The First Company of the 12th Armored Cavalry Regiment prepared for virtual battle.

At the Combined Arms and Tactical Training Center (CATTC) in Fort Knox, Ky., the troops prepared to enter SIMNET - a virtual war delivered via network links. With the almost Disney-like mimicry typical of SIMNET operations, the warriors were briefed in an actual field command-post, with folding camp-stools, fly swatters, and stenciled jerry cans. The young tankers wore green- and-brown forest camouflage fatigues, black combat boots, and forage caps.

Their command-post canvas tent was pitched inside the giant CATTC barn, right in the midst of silent rows of plastic tank simulators.

The Americans listened to a British officer on NATO exchange, Maj. Rogers, a two-year veteran of Fort Knox's simulator network. The major wore British olive-green, with rolled sleeves and gold-crowned epaulets and a Union Jack at the shoulder. He swiftly explained the tactical situation with deft scribbles on the plastic overlay covering a large topographical map.

Today's engagement would take place in a digital replica of California's Mojave Desert, the bleak, much-mangled terrain that is the heavy-armor stomping grounds of the US Army's National Training Center.

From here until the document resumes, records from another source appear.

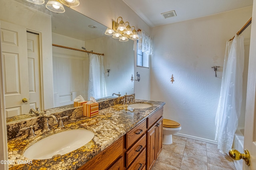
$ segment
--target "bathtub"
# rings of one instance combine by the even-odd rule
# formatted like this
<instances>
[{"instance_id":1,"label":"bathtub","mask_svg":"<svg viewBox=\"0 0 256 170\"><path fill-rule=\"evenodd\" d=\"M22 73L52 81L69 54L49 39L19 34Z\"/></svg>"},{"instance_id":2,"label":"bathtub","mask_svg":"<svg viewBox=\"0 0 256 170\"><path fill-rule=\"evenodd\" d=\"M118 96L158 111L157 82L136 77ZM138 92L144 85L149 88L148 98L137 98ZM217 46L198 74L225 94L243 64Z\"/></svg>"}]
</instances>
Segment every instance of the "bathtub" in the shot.
<instances>
[{"instance_id":1,"label":"bathtub","mask_svg":"<svg viewBox=\"0 0 256 170\"><path fill-rule=\"evenodd\" d=\"M240 152L240 153L244 153L244 127L238 127L234 136L232 148ZM234 161L234 163L237 170L243 169L242 159Z\"/></svg>"}]
</instances>

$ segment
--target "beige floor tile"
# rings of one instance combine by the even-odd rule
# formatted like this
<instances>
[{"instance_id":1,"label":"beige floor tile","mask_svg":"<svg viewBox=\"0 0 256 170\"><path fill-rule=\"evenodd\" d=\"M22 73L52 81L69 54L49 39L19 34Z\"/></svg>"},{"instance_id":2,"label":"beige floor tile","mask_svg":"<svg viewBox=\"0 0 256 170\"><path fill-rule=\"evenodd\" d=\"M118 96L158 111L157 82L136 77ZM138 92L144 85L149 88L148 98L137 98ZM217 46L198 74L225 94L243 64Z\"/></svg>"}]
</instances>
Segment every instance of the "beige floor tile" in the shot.
<instances>
[{"instance_id":1,"label":"beige floor tile","mask_svg":"<svg viewBox=\"0 0 256 170\"><path fill-rule=\"evenodd\" d=\"M208 170L227 170L228 169L208 164Z\"/></svg>"},{"instance_id":2,"label":"beige floor tile","mask_svg":"<svg viewBox=\"0 0 256 170\"><path fill-rule=\"evenodd\" d=\"M206 143L205 142L188 138L186 145L198 149L206 150Z\"/></svg>"},{"instance_id":3,"label":"beige floor tile","mask_svg":"<svg viewBox=\"0 0 256 170\"><path fill-rule=\"evenodd\" d=\"M171 145L168 145L164 146L164 149L168 151L172 152L183 155L184 153L185 145L174 143L174 142Z\"/></svg>"},{"instance_id":4,"label":"beige floor tile","mask_svg":"<svg viewBox=\"0 0 256 170\"><path fill-rule=\"evenodd\" d=\"M180 168L182 156L181 154L163 149L158 160Z\"/></svg>"},{"instance_id":5,"label":"beige floor tile","mask_svg":"<svg viewBox=\"0 0 256 170\"><path fill-rule=\"evenodd\" d=\"M229 170L236 169L231 158L219 154L207 152L207 160L209 164Z\"/></svg>"},{"instance_id":6,"label":"beige floor tile","mask_svg":"<svg viewBox=\"0 0 256 170\"><path fill-rule=\"evenodd\" d=\"M207 162L206 150L186 146L184 155L206 162Z\"/></svg>"},{"instance_id":7,"label":"beige floor tile","mask_svg":"<svg viewBox=\"0 0 256 170\"><path fill-rule=\"evenodd\" d=\"M207 170L207 163L184 156L180 169L184 170Z\"/></svg>"},{"instance_id":8,"label":"beige floor tile","mask_svg":"<svg viewBox=\"0 0 256 170\"><path fill-rule=\"evenodd\" d=\"M152 170L180 170L180 168L157 160Z\"/></svg>"},{"instance_id":9,"label":"beige floor tile","mask_svg":"<svg viewBox=\"0 0 256 170\"><path fill-rule=\"evenodd\" d=\"M217 145L206 143L206 150L222 155L227 156L226 154L222 154L219 151Z\"/></svg>"},{"instance_id":10,"label":"beige floor tile","mask_svg":"<svg viewBox=\"0 0 256 170\"><path fill-rule=\"evenodd\" d=\"M172 135L172 142L185 145L186 141L187 138L174 135Z\"/></svg>"}]
</instances>

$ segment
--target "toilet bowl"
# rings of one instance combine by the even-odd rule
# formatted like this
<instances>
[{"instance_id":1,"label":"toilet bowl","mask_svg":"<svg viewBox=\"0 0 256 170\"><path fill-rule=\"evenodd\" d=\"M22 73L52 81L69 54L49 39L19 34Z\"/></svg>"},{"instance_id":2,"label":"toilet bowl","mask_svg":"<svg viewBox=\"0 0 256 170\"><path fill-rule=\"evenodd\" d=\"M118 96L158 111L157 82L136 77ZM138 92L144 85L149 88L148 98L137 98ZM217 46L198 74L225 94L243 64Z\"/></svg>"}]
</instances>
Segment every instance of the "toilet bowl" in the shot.
<instances>
[{"instance_id":1,"label":"toilet bowl","mask_svg":"<svg viewBox=\"0 0 256 170\"><path fill-rule=\"evenodd\" d=\"M163 119L163 144L172 143L172 135L178 133L181 129L180 124L172 120Z\"/></svg>"}]
</instances>

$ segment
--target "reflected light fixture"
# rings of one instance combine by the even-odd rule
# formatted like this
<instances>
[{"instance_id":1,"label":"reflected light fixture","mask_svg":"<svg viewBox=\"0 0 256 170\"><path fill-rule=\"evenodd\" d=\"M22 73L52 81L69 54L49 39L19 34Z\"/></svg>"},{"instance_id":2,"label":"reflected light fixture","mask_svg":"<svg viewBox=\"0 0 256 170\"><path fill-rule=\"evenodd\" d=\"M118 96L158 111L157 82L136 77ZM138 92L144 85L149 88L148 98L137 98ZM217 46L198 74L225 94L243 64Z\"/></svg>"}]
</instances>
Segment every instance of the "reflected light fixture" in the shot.
<instances>
[{"instance_id":1,"label":"reflected light fixture","mask_svg":"<svg viewBox=\"0 0 256 170\"><path fill-rule=\"evenodd\" d=\"M119 18L121 18L121 21L118 23L118 20ZM125 25L126 23L128 23L127 26ZM132 30L132 27L134 27L134 29ZM136 40L139 39L135 27L131 27L129 22L124 22L121 17L117 18L116 22L114 21L112 21L112 29L107 28L105 34L113 35L113 38L119 39L119 41L122 42L128 41L128 38L133 40Z\"/></svg>"},{"instance_id":2,"label":"reflected light fixture","mask_svg":"<svg viewBox=\"0 0 256 170\"><path fill-rule=\"evenodd\" d=\"M59 0L60 2L69 6L77 6L80 2L78 0Z\"/></svg>"},{"instance_id":3,"label":"reflected light fixture","mask_svg":"<svg viewBox=\"0 0 256 170\"><path fill-rule=\"evenodd\" d=\"M113 37L114 38L119 39L120 38L122 37L122 34L121 34L121 33L116 32L114 35L113 35L113 36L112 37Z\"/></svg>"},{"instance_id":4,"label":"reflected light fixture","mask_svg":"<svg viewBox=\"0 0 256 170\"><path fill-rule=\"evenodd\" d=\"M117 18L117 23L118 23L118 18L121 18L121 21L119 22L119 25L116 29L116 31L120 33L124 33L127 31L127 29L126 26L124 25L124 22L123 21L123 18L122 17L119 17Z\"/></svg>"},{"instance_id":5,"label":"reflected light fixture","mask_svg":"<svg viewBox=\"0 0 256 170\"><path fill-rule=\"evenodd\" d=\"M124 35L130 37L132 35L132 27L130 26L129 22L125 22L125 23L128 23L128 25L126 27L127 31L124 33ZM125 23L124 25L125 25Z\"/></svg>"},{"instance_id":6,"label":"reflected light fixture","mask_svg":"<svg viewBox=\"0 0 256 170\"><path fill-rule=\"evenodd\" d=\"M46 8L51 11L58 13L65 12L65 9L62 3L55 0L49 0L46 5Z\"/></svg>"},{"instance_id":7,"label":"reflected light fixture","mask_svg":"<svg viewBox=\"0 0 256 170\"><path fill-rule=\"evenodd\" d=\"M42 4L44 3L44 0L26 0L30 2L37 4ZM77 6L80 2L79 0L49 0L46 3L46 8L53 12L62 13L65 12L64 4L68 7Z\"/></svg>"},{"instance_id":8,"label":"reflected light fixture","mask_svg":"<svg viewBox=\"0 0 256 170\"><path fill-rule=\"evenodd\" d=\"M119 41L122 42L125 42L127 41L128 41L128 38L124 36L122 36L122 37L119 39Z\"/></svg>"},{"instance_id":9,"label":"reflected light fixture","mask_svg":"<svg viewBox=\"0 0 256 170\"><path fill-rule=\"evenodd\" d=\"M107 29L105 32L105 34L108 35L112 35L115 34L115 31L112 29L110 29L109 28L107 28Z\"/></svg>"},{"instance_id":10,"label":"reflected light fixture","mask_svg":"<svg viewBox=\"0 0 256 170\"><path fill-rule=\"evenodd\" d=\"M44 4L44 0L26 0L32 3L38 5L41 5Z\"/></svg>"},{"instance_id":11,"label":"reflected light fixture","mask_svg":"<svg viewBox=\"0 0 256 170\"><path fill-rule=\"evenodd\" d=\"M137 33L137 31L136 31L136 28L135 28L135 27L133 26L132 27L134 27L134 29L132 30L132 34L130 35L130 38L134 40L139 39L139 36Z\"/></svg>"}]
</instances>

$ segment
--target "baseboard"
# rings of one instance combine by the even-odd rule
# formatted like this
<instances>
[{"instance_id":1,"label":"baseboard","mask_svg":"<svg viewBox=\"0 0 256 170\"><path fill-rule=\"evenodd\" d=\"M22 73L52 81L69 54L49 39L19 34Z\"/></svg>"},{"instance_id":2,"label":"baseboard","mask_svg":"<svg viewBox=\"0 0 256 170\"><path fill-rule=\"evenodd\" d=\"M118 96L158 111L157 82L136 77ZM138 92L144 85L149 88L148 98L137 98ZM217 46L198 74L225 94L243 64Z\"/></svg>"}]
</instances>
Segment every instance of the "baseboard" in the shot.
<instances>
[{"instance_id":1,"label":"baseboard","mask_svg":"<svg viewBox=\"0 0 256 170\"><path fill-rule=\"evenodd\" d=\"M208 143L212 143L213 144L218 144L218 142L215 141L213 141L212 140L202 138L199 137L196 137L194 136L189 135L188 135L183 134L182 133L177 133L174 135L177 136L186 137L187 138L197 140L198 141L202 141L203 142L207 142Z\"/></svg>"}]
</instances>

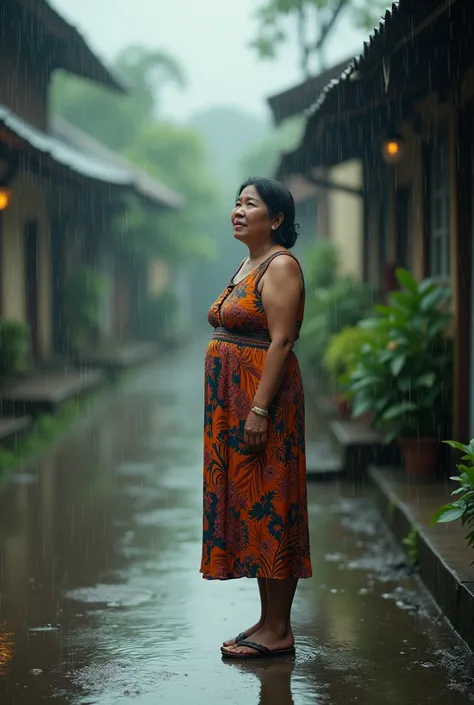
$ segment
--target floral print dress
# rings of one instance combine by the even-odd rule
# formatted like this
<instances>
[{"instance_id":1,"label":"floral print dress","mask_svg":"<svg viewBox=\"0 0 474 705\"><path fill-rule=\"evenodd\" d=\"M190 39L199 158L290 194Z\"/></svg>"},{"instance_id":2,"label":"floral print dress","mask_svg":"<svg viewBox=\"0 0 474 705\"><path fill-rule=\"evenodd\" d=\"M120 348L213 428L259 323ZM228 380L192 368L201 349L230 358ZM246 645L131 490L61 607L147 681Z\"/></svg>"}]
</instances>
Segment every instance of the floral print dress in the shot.
<instances>
[{"instance_id":1,"label":"floral print dress","mask_svg":"<svg viewBox=\"0 0 474 705\"><path fill-rule=\"evenodd\" d=\"M311 577L304 396L293 352L269 409L265 450L251 453L243 440L270 345L258 284L283 255L293 257L276 252L230 283L208 314L215 330L205 362L201 573L209 580ZM298 333L303 312L304 294Z\"/></svg>"}]
</instances>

Thanks to the Defense Advanced Research Projects Agency (DARPA), the Defense Mapping Agency, and the Army's Topographic Engineering Center, the US military's vast Mojave acreage had been replicated virtually. The virtual Mojave is now available for daily use even in distant Fort Knox (and in an increasing number of other simulation centers around the planet).

The NTC's Mojave was a very harsh terrain, a hell of a place to lose a cow or to throw a tank track, and today it was worse yet, because it was swarming with the Opposing Forces.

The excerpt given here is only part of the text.